Time slows the faster you go, so perhaps going 35 light-years in "2 years" is actually do-able, but how fast would you actually be going? If

$$t' = \frac{t}{\sqrt{1-\frac{v^2}{c^2}}}\\ $$

If we say $t' = 2 \text{ years}$, and $x = 35\text{ light-years}$ (and $t = x/v$), it's fairly basic to get to

$$\left(\frac{x}{t'}\right)^2 = {v^2\left(1-\frac{v^2}{c^2}\right)} = v^2-\frac{v^4}{c^2}$$

However, time has worn on my math to such a degree that I'm now miffed. I can't figure out how to get an equation in terms of $v$.

Answer 1

A nice easy-to-remember way to do this calculation is to remember that the proper time (i.e. the time you'd experience on the journey) is calculated like Pythagoras' theorem, only with a minus sign instead of a plus sign. You can picture it like this:

A slight caveat is that the units must be such that $c=1$, but since we're using years and light years, this is indeed the case.

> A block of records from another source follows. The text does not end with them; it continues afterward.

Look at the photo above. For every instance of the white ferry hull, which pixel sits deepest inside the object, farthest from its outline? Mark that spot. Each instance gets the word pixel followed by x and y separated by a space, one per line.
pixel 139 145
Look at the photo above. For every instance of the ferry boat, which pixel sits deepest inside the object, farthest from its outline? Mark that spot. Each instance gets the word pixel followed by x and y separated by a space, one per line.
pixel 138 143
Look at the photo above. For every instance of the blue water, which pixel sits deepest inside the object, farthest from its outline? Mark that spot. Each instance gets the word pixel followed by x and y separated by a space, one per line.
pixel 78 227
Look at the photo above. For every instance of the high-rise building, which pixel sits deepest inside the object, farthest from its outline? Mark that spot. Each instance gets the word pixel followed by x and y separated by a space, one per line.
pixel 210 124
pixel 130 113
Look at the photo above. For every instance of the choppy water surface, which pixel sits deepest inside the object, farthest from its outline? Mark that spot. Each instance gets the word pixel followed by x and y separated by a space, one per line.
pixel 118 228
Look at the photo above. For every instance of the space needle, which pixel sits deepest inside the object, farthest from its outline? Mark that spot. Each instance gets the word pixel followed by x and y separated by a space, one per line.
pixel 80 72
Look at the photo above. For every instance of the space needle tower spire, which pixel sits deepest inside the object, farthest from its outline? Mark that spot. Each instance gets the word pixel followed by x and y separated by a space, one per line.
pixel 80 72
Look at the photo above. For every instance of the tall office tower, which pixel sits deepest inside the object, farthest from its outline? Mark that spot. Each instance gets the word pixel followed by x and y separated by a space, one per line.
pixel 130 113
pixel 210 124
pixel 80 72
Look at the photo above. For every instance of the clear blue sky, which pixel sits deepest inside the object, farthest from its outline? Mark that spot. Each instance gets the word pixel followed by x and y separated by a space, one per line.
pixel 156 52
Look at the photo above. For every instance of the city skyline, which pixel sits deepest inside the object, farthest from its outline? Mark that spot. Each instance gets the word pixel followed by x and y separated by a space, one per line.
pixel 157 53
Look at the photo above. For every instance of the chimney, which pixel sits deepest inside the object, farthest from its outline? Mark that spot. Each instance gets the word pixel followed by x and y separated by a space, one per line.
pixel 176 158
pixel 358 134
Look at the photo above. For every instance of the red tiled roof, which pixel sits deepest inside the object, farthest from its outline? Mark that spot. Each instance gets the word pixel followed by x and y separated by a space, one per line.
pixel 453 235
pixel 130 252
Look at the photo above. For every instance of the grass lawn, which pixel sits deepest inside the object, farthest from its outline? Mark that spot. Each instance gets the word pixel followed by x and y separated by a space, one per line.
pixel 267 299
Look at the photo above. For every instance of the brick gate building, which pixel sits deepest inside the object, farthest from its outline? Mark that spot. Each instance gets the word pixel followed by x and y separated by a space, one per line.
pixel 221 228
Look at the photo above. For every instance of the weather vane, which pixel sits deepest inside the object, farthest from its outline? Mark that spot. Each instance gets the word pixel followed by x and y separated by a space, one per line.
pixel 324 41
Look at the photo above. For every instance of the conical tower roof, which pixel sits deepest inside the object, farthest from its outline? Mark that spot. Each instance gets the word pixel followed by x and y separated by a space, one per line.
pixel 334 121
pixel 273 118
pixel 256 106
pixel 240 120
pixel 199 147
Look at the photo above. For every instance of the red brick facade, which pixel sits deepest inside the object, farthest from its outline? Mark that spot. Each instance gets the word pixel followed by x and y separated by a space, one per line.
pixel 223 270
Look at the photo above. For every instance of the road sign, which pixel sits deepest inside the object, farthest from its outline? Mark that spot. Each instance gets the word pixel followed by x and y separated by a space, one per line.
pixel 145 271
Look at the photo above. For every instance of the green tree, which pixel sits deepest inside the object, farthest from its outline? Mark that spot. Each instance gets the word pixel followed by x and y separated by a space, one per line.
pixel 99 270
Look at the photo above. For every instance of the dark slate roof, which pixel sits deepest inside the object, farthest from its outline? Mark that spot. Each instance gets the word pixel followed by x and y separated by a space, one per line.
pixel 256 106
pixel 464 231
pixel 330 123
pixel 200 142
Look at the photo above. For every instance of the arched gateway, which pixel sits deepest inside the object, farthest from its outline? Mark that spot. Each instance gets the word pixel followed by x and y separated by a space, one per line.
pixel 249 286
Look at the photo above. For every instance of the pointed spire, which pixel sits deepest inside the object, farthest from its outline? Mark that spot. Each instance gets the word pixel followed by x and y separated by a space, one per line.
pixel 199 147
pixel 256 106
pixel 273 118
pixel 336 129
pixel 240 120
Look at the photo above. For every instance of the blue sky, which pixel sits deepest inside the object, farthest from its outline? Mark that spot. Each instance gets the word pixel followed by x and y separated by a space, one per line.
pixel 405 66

So we have that $\tau = \sqrt{\Delta t^2 - 35^2} = 2$, and solving this for $\Delta t$ gives $\Delta t^2 = 35^2 + 2^2$ or $\Delta t \approx 35.057$, which is the time the journey takes in Earth's reference frame. The speed in this reference frame can be calculated in the usual way, by doing $\Delta x / \Delta t$, which in this case gives us $0.99837c$.

Answer 2

With the correct formula noted by Rahul; it's much simpler.

$$t'=t\sqrt{1-\frac{v^2}{c^2}}=\frac{x}{v}\sqrt{1-\frac{v^2}{c^2}}\\ \frac{t'}{x} = \sqrt{\frac{1}{v^2}\left(1-\frac{v^2}{c^2}\right)} = \sqrt{\frac{1}{v^2}-\frac{1}{c^2}}\\ \frac{1}{v^2} = \left(\frac{t'}{x}\right)^2+\frac{1}{c^2}\\ v = \left(\left(\frac{t'}{x}\right)^2+\frac{1}{c^2}\right)^{-\frac{1}{2}}$$

Plugging in numbers, we get 0.998 371c.

Answer 3

For future reference, if you really wanted to solve the original (incorrect) equation $$u^2 = v^2 - v^4/c^2,$$ where I've replaced $x/t'$ with $u$ for convenience, you could let $w = v^2$ and get a quadratic equation in $w$, $$-\frac1{c^2} w^2 + w - u^2 = 0,$$ to which you can apply the quadratic formula $$w = \frac{-1\pm\sqrt{1^2 - 4u^2/c^2}}{-2/c^2}$$ and then take square roots to get back the solution(s) for $v$. It doesn't work with the numbers you have, though; with the incorrect formula, perceived time increases with speed, and you want to find the speed that decreases the time, so there are no real solutions.